Ginny: Who teaches algebra here?

Harry: How should I know?

Ginny:-moves closer to Harry- Will you help me find my class?

Harry: What do you have first?

Ginny: Can't you read my schedule?

Harry: What if I told you I can't read?

Ginny: Will you kiss me?

Harry:-puts his hands on her waist- Do you love me?

Ginny: Would I ask you to kiss me if I didn't?

-buzz-

Seamus: I just feel like putting Michelle in.

-Michelle glares at Seamus as she takes Ginny's place-

Michelle:-pushes Harry away- What do you think your doing?!

Harry: What happened to the red head?

Michelle: What happened to my knight?

Harry: What knight?

Michelle: Don't you know who Orlando Bloom is?

Harry: Should I?

Michelle: Don't you know he played Legolas in Lord of the Rings?

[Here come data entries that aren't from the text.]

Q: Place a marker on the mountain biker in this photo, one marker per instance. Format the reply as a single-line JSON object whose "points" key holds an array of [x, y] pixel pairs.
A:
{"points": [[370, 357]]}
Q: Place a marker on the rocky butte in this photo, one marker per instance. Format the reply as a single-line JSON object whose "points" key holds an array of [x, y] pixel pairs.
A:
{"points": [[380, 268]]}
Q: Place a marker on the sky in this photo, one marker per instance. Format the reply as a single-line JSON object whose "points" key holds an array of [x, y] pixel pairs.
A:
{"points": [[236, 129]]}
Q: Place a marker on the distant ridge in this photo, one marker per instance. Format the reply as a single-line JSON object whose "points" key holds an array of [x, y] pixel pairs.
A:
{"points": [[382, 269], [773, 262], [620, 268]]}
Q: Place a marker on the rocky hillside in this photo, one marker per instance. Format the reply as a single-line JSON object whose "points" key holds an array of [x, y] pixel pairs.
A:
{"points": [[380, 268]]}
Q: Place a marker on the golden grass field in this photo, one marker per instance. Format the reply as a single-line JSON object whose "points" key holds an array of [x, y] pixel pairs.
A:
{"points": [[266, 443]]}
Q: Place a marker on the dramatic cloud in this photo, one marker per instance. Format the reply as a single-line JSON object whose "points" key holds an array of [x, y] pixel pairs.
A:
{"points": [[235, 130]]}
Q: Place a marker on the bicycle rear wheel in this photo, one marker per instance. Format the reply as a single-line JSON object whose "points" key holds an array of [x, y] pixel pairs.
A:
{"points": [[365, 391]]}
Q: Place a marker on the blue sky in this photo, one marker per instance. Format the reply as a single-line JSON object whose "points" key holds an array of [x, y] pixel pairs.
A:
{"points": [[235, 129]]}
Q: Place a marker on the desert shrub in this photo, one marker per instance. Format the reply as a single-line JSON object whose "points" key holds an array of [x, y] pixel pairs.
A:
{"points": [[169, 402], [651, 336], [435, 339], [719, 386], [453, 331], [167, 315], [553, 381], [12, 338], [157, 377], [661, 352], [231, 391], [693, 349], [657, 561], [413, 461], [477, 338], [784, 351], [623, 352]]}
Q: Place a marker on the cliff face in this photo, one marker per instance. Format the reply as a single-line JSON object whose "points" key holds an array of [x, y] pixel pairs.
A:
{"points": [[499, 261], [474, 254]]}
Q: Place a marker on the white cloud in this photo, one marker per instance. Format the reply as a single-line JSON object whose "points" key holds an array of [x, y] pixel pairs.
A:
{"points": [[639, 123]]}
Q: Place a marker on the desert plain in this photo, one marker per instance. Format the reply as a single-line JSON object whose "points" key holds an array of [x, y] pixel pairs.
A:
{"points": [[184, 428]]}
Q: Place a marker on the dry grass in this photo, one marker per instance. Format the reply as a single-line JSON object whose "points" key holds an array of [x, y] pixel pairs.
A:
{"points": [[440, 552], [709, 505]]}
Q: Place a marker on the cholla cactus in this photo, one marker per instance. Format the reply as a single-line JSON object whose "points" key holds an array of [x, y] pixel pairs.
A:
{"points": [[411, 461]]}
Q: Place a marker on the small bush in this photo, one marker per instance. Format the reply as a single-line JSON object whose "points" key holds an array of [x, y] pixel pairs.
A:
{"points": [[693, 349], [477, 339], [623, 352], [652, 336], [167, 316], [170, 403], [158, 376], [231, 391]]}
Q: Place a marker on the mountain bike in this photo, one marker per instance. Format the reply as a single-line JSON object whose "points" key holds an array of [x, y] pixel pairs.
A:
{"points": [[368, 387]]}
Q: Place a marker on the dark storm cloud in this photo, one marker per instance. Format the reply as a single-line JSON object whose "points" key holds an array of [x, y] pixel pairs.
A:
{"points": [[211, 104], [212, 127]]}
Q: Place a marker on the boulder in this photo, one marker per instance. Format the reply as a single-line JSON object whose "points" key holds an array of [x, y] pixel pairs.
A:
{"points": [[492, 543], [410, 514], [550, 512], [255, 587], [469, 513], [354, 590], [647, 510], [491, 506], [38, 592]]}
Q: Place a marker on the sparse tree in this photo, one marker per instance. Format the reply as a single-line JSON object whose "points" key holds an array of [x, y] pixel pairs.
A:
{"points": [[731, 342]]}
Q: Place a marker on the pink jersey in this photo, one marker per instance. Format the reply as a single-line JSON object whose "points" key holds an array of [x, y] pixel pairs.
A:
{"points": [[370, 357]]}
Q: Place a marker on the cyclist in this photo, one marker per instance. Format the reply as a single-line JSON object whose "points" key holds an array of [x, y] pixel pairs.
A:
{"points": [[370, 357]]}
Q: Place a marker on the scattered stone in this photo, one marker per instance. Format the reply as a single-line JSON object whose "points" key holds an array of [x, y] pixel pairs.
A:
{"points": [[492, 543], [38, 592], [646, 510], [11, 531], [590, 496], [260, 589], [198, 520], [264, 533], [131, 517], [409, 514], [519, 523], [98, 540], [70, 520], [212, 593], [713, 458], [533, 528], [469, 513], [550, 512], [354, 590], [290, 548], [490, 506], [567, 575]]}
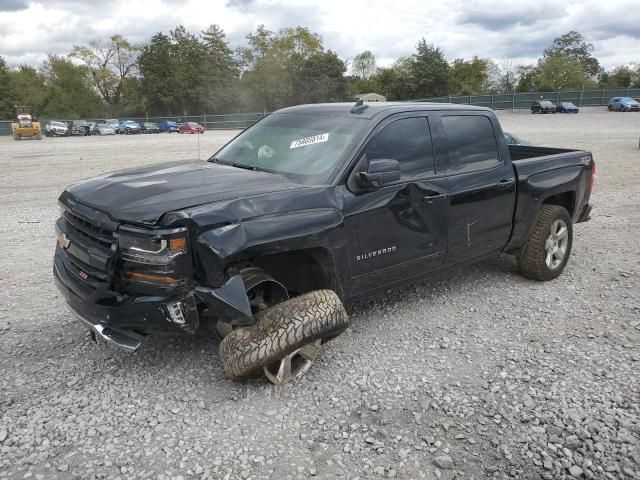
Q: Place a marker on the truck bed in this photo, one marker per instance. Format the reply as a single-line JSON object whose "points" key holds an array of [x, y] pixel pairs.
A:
{"points": [[525, 152], [546, 172]]}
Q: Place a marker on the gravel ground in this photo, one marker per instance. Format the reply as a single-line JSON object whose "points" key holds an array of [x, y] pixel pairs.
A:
{"points": [[476, 374]]}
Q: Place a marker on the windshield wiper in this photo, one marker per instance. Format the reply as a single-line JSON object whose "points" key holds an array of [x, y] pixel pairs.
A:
{"points": [[253, 168]]}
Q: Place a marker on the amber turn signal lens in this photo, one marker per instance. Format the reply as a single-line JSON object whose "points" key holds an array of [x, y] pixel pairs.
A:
{"points": [[152, 277], [179, 243]]}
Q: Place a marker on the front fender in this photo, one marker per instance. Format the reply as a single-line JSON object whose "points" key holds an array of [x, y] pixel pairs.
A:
{"points": [[263, 235]]}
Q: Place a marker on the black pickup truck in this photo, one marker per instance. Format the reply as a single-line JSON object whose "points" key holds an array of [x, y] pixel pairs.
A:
{"points": [[310, 207]]}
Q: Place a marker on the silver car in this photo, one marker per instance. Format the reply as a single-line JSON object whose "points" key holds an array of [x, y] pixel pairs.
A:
{"points": [[104, 129]]}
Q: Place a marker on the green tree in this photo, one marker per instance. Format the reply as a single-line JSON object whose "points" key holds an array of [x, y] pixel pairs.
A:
{"points": [[158, 69], [573, 45], [364, 65], [526, 78], [430, 71], [189, 58], [69, 91], [221, 71], [109, 63], [321, 79], [7, 93], [397, 82], [469, 76], [29, 86], [559, 72], [622, 76]]}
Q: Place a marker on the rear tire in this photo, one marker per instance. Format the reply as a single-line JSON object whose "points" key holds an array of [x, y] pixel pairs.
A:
{"points": [[281, 330], [546, 252]]}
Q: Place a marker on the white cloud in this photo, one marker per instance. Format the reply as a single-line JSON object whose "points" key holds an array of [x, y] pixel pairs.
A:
{"points": [[487, 28]]}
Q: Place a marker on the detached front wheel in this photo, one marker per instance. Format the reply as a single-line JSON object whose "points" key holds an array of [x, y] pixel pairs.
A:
{"points": [[285, 339], [547, 250]]}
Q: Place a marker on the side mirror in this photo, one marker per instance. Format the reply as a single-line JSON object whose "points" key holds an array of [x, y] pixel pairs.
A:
{"points": [[380, 172]]}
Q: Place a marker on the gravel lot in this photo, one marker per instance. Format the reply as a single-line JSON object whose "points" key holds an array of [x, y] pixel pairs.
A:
{"points": [[477, 374]]}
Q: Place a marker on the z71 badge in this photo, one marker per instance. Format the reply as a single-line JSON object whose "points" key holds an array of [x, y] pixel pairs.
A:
{"points": [[375, 253]]}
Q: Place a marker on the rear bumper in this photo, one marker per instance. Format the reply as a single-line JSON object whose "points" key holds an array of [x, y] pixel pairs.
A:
{"points": [[126, 323], [585, 216]]}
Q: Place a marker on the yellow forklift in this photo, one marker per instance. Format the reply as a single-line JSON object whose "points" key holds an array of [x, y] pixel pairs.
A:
{"points": [[25, 125]]}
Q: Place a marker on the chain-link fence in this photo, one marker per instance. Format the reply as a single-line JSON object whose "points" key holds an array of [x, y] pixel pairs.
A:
{"points": [[517, 100], [498, 101], [210, 122]]}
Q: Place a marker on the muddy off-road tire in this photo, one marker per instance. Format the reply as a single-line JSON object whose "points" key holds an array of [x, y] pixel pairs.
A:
{"points": [[281, 330], [549, 246]]}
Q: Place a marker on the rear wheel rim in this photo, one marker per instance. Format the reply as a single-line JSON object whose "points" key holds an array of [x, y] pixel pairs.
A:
{"points": [[556, 244], [294, 365]]}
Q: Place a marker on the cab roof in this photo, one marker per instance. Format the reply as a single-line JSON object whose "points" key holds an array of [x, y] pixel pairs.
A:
{"points": [[374, 109]]}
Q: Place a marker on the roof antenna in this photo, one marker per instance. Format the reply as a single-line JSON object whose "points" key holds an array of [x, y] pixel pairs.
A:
{"points": [[359, 107]]}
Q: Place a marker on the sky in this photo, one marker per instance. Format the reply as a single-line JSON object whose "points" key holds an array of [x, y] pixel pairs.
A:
{"points": [[31, 29]]}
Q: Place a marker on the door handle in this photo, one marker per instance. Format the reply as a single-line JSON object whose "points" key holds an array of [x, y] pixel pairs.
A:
{"points": [[432, 197], [506, 183]]}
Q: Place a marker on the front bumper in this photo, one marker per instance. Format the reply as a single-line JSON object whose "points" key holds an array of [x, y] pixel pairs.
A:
{"points": [[124, 322]]}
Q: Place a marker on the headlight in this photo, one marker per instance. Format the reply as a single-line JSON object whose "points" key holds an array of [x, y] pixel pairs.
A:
{"points": [[152, 247], [152, 259]]}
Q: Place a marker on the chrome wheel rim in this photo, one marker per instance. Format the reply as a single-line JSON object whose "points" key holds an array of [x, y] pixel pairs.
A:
{"points": [[556, 244], [294, 365]]}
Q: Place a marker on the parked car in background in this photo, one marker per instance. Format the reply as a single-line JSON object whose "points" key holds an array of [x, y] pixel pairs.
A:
{"points": [[149, 127], [566, 107], [56, 129], [168, 126], [128, 127], [623, 104], [78, 128], [513, 140], [81, 127], [543, 106], [104, 129], [191, 127]]}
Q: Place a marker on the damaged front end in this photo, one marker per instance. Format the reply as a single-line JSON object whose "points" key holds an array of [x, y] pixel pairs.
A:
{"points": [[126, 282]]}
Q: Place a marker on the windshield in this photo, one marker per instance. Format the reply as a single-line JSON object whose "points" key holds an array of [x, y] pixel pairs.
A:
{"points": [[304, 148]]}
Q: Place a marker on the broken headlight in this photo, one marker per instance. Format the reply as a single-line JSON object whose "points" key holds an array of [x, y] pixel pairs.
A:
{"points": [[154, 257], [152, 248]]}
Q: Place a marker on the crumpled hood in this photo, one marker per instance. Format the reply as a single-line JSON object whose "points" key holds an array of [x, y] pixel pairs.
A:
{"points": [[143, 195]]}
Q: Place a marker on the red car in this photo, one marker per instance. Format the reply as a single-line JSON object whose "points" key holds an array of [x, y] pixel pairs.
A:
{"points": [[191, 127]]}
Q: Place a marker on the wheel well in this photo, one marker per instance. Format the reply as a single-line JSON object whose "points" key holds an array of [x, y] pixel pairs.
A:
{"points": [[566, 200], [301, 271]]}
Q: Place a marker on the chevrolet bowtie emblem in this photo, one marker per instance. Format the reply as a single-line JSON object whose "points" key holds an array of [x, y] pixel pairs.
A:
{"points": [[63, 241]]}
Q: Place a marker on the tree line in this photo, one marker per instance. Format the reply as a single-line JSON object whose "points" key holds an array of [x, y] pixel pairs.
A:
{"points": [[184, 73]]}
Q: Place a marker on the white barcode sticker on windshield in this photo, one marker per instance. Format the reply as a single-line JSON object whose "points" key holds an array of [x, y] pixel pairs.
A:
{"points": [[303, 142]]}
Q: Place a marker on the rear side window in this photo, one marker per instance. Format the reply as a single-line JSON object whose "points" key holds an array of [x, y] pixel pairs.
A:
{"points": [[471, 143], [409, 142]]}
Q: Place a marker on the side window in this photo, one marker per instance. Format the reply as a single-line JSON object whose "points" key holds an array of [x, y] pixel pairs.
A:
{"points": [[409, 142], [471, 143]]}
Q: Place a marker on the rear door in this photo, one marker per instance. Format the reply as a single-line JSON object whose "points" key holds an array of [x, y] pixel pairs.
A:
{"points": [[398, 231], [481, 184]]}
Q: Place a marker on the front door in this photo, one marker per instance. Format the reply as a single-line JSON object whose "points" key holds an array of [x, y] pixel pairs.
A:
{"points": [[398, 231]]}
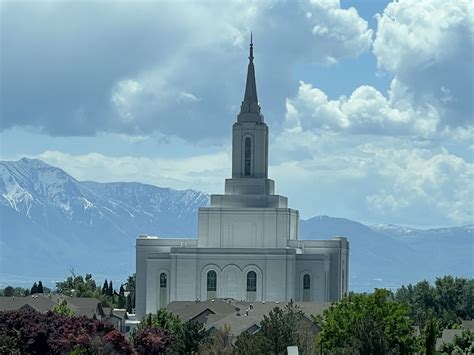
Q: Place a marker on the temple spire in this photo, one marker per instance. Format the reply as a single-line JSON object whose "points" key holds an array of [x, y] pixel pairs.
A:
{"points": [[250, 103]]}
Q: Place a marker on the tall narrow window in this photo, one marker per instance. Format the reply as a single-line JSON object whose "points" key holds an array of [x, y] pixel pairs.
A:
{"points": [[163, 290], [248, 156], [211, 284], [251, 286], [306, 288]]}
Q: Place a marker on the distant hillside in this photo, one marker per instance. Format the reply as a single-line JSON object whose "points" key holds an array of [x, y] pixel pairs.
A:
{"points": [[388, 255], [51, 221]]}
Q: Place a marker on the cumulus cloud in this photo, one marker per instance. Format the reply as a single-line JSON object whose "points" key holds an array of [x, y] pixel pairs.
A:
{"points": [[159, 66], [389, 180], [338, 32], [428, 46], [365, 111]]}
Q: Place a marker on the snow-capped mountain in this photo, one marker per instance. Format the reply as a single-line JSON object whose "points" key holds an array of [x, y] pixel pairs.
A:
{"points": [[50, 221]]}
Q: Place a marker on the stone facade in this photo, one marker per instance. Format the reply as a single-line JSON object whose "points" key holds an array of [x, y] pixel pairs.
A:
{"points": [[247, 246]]}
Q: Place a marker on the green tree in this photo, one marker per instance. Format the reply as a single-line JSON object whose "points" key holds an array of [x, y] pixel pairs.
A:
{"points": [[34, 289], [105, 287], [367, 324], [62, 309], [8, 291], [40, 287], [280, 329], [121, 298], [129, 304], [461, 344], [431, 331]]}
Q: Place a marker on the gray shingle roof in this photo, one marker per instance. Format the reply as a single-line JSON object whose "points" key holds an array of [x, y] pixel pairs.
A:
{"points": [[239, 316], [41, 304]]}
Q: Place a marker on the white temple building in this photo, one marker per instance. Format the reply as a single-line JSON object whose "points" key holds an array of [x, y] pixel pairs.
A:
{"points": [[247, 246]]}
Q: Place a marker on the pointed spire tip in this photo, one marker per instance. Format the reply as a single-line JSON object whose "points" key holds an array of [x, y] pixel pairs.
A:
{"points": [[251, 47]]}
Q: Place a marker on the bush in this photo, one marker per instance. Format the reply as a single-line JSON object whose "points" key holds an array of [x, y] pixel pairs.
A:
{"points": [[152, 341], [31, 332]]}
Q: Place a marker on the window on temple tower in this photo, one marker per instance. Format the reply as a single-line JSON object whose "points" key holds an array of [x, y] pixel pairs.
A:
{"points": [[163, 290], [248, 156], [306, 288], [211, 284], [251, 286]]}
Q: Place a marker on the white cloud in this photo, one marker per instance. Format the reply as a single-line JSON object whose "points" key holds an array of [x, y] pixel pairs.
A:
{"points": [[338, 32], [427, 45], [390, 180], [160, 66], [366, 111]]}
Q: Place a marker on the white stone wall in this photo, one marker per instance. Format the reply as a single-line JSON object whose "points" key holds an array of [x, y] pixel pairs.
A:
{"points": [[279, 271], [247, 227]]}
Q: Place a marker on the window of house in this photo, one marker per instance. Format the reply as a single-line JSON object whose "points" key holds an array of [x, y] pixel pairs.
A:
{"points": [[306, 282], [251, 281], [163, 280], [248, 156], [211, 281]]}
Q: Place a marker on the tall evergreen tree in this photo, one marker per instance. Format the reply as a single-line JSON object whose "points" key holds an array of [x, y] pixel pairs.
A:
{"points": [[40, 287], [121, 301], [129, 303], [111, 289], [105, 288]]}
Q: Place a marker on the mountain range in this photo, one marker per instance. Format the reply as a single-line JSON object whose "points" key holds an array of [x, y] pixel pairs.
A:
{"points": [[52, 223]]}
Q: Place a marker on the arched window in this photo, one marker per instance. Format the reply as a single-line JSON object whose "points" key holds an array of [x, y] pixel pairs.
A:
{"points": [[211, 284], [163, 280], [306, 282], [248, 156], [251, 281], [163, 295], [251, 286], [306, 288]]}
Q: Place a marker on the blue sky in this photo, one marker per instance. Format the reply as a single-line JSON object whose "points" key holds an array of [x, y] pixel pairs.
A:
{"points": [[369, 103]]}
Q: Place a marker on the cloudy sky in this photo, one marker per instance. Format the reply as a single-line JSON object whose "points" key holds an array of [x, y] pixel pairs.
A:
{"points": [[369, 103]]}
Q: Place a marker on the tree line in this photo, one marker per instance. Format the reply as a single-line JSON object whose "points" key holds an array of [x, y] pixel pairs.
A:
{"points": [[406, 321], [79, 286]]}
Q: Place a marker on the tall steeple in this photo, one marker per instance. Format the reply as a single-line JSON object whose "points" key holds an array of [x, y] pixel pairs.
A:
{"points": [[250, 103]]}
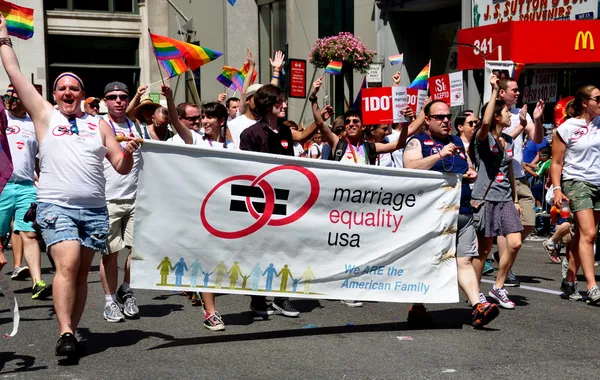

-Harry walks off and Draco walks in-

Draco: Did you know you have very beautiful eyes?

Michelle: Do you know how many times I've heard that?

Draco: Will you tell me?

Michelle: Do you really want to know?

Draco: Does it look like I do?

Michelle: Will....-pauses- you let me take you to bed tonight?

-buzzer. Harry, Ginny, Draco, and Michelle(who has her hand covering her mouth) walk back to their seats.-

Seamus: That's enough. I don't want you guys to re-enact Michelle's junior high years. So, 1 point a piece for reading her book, Junior High Hell. We'll be right back with more Whose Line is it Anyways? right after this commercial break!